Ben 43 misure cautelari sono state disposte dalla Procura della Repubblica di Roma a conclusione di una indagine sulla ramificazione nella capitale di una organizzazione risalente alla ‘ndrangheta, versione calabrese della mafia, i cui interessi erano i più vari: dalla pasticceria alla raccolta degli olii esausti; dal mercato ittico alle panetterie e al ritiro delle pelli. Sono solo alcuni dei settori nei quali una “cellula” della ‘ndrangheta si era ramificataa a Roma, e sulla quale ha indagato la Dia capitolina (foto) su delega della Direzione Distrettuale Antimafia di Roma in collaborazione con la Direzione Distrettuale Antimafia di Reggio Calabria.
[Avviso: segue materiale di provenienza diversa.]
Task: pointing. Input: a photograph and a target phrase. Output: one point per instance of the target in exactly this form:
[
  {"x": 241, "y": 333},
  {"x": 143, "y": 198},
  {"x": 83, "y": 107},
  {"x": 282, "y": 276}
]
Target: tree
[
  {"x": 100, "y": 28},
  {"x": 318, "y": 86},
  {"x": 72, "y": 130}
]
Alcuni dei 43 indagati devono rispondere di associazione per delinquere di stampo mafioso. Molte le perquisizioni e i sequestri. Le indagini hanno scoperto legami con l’associazione di ‘ndrangheta legata alla cosca Alvaro-Penna di Sinopoli.
A capo della struttura c’erano – secondo gli investigatori – Antonio Carzo e Vincenzo Alvaro, entrambi appartenenti a storiche famiglie di ‘ndrangheta originarie di Casoleto, in provincia di Reggio Calabria.
Dalle indagini è emerso che fino al 2015 a Roma non c’era la “cellula” della ‘ndrangheta, ma operavano vari soggetti legati ad altre famiglie. La svolta sarebbe avvenuta durante l’estate quando Antonio Carzo avrebbe ricevuto, dall’organo collegiale al vertice dell’organizzazione unitaria, “la Provincia e Crimine”, l’autorizzazione per costituire una struttura locale che doveva operare nel cuore di Roma secondo le tradizioni di ‘ndrangheta, cioè riti, linguaggi, tipologia di reati tipici della terra d’origine.
Da quel momento la “cellula” romana si è infiltrata in gran parte dei settori economici della capitale che comprendono anche locali, bar, ristoranti, supermercati e nel riciclaggio di ingenti somme di denaro. Tra le accuse anche cessione e detenzione di droga, estorsione e fittizia intestazione di beni.
Altro aspetto di questo sodalizio tra la cosca Alvaro-Penna e la “cellula” romana erano gli incontri “estremamente riservati”. I capi si incontravano di persona raramente e solo in occasione di eventi particolari, come matrimoni o funerali. Incontri brevi ma, stando alle indagini, risolutivi. In caso di estrema urgenza, i boss gli appuntamenti venivano concordati attraverso “messaggeri”.
Nel filone calabrese il sindaco di Cosoleto, Comune di Reggio Calabria, Antonino Gioffrè è stato arrestato. Gioffré è accusato di scambio elettorale politico-mafioso. In sostanza avrebbe favorito l’assunzione di un altro soggetto indagato Il suo nome compare nell’elenco dei 34 soggetti raggiunti da un’ordinanza di custodia emessa dal gip su richiesta della DDA reggina. L’indagine è collegata a quella della DDA di Roma. 29 persone sono finite in carcere e 5 ai domiciliari.